In 2006, he spearheaded a campus-wide project to make information and instruction more accessible to and usable by students, faculty, staff and alumni at Hofstra. The professor served on the editorial board of five professional journals and as governmental affairs consultant for the National Association of the Deaf (United States).

== Selected quotes ==
- "America handicaps disabled people. And because that is true, we are handicapping America itself". (Handicapping America, 1978, p. vii)
- "The present status of education for persons who are deaf in the United States is unsatisfactory. Unacceptably so. This is the primary and inescapable conclusion of the Commission on Education of the Deaf." (Toward Equality: Education of the Deaf, 1988, p. viii)
- "SSDI and SSI ... the rapid escalation of costs and the narrowing of employer [health insurance] coverage ... and other factors ... keep the American Dream out of reach for many Americans with disabilities." ("Disability in America," 2006)

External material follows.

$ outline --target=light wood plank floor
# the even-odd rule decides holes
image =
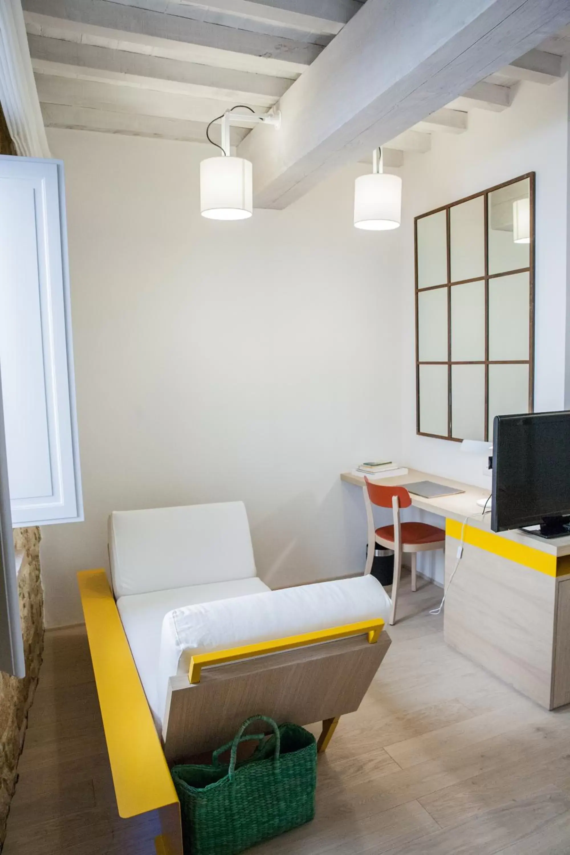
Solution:
[[[320,758],[314,821],[256,855],[570,853],[570,708],[446,647],[441,591],[419,584],[404,576],[392,646]],[[155,819],[117,816],[82,628],[46,634],[19,771],[4,855],[154,855]]]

- "...[t]ake some of the money now spent on entitlements and turn it, instead, toward postsecondary education and vocational training for Americans with disabilities. ... take some (much less!) of it and put it toward real enforcement of ADA title I by the EEOC. And ... take some (more) of it and partially subsidize employer-provided health insurance, as an incentive for hiring adults with disabilities." ("Disability in America", 2006)

== Awards ==
Bowe is named in numerous Who's Who publications, including Who's Who in the World, Who's Who in Education, and others. In 1994, Bowe was inducted into the National Hall of Fame for Persons with Disabilities. In 1992, he received the Distinguished Service Award of the President of the United States, signed by President George H. W. Bush.